Descartes viu o livro na casa de sua ex-mulher, que o provocou a ler. Escrito em primeira pessoa – o protagonista fala diretamente ao leitor –, o conto se desenrola como se fosse um monólogo.

"Associo, com ou sem razão, o meu casamento à morte de meu pai, em outros tempos", são as palavras iniciais do narrador. Descartes se rendeu. Ele próprio casou e teve de lidar com a morte do pai três meses depois de nascer sua filha, Ligia, hoje com seis anos. "O casamento não durou muito mais", lembra.

Ao ver o personagem de Beckett tratando de perdas – sejam mortes ou separações –, Descartes não conseguiu evitar a identificação. Como ator, sentiu a urgência de levar aquela história para o palco.

Várias peças do FTC deste ano discutem a solidão, a incomunicabilidade e a tarefa quase impossível de se manter relações estáveis – só na Mostra Oficial dá para listar A Refeição, Línguas Estranhas e Thom Pain – Lady Grey. E Primeiro Amor se encaixa no grupo.

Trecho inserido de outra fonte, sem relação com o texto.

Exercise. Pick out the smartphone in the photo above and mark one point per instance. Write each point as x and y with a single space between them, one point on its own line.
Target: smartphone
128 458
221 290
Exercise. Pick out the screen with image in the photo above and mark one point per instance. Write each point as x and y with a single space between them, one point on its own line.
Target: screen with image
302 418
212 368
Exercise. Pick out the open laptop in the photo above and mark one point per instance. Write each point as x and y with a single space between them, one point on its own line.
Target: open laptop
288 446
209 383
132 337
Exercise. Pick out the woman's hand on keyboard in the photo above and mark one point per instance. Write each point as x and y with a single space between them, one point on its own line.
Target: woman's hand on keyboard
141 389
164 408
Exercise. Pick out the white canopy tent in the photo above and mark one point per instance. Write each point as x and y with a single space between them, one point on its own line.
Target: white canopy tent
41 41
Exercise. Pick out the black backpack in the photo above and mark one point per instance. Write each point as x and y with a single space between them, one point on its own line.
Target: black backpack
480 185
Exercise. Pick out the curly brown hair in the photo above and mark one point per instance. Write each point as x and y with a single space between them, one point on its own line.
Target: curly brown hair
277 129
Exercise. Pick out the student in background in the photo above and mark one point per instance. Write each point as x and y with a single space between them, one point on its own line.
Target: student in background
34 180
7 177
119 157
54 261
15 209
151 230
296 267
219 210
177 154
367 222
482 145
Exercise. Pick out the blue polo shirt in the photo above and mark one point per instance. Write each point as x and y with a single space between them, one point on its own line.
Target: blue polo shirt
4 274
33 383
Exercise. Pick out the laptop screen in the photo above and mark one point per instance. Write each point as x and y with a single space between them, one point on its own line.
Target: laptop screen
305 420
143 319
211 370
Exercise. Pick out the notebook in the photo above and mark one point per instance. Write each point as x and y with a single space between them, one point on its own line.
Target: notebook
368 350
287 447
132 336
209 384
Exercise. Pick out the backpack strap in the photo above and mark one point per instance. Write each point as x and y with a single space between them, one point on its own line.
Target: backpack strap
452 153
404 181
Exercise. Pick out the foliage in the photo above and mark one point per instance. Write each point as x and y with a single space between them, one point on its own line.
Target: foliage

"O mundo moderno nos engole. Não há tempo para trocas. É uma questão que está batendo nas pessoas", afirma Descartes. Nas discussões que teve com a diretora Georgette Fadel e a preparadora corporal Gisele Calazans, o ator questionava "O homem está fadado a não conseguir se relacionar?". Entre pactuar ou não com o texto de Beckett – usando-o como ponto de partida para uma adaptação livre –, a decisão veio da Les Éditions de Minuit, dona dos direitos da obra e famosa pelas dificuldades que impõe a qualquer um que deseja trabalhar com o autor irlandês.

Segundo Nobel de Literatura a figurar entre as principais montagens do FTC – o outro foi Eugene O’Neill, de Zona de Guerra –, Beckett escreveu Primeiro Amor também para explorar as limitações que sentia em relação à língua francesa.

Depois de uma semana negociando os direitos do romance, Descartes convenceu os franceses de que não mexeria em um "a" do texto, abrindo mão de rubricas e interferências, deixando-o ditar as ações da peça. Era um monólogo pronto.

O ator usou a tradução de Célia Euvaldo, editada pela Cosac Naify em 2004. "Não sou um estudioso de Beckett, mas a impressão que tenho é que ele era realmente cético, não acreditava em porra nenhuma", diz Descartes.

O monólogo tem algo de proeza física. Um ator sozinho debaixo do holofote, diante de uma multidão, desdobrando-se para contar uma história. O esforço físico, Descartes, 32 anos no dia 17 de maio, diz suportar bem. "Passo boa parte da peça sentado", conta, sem disfarçar o riso. O problema é o desgaste emocional. A purgação de sentimentos como revolta, amor e perplexidade. Tudo em pouco mais de 60 minutos.

Serviço: Primeiro Amor. Teatro Paiol (Pça. Guido Viaro, s/ n.º – Prado Velho), (41) 3213-1340. Ingressos a R$ 26 e R$ 13.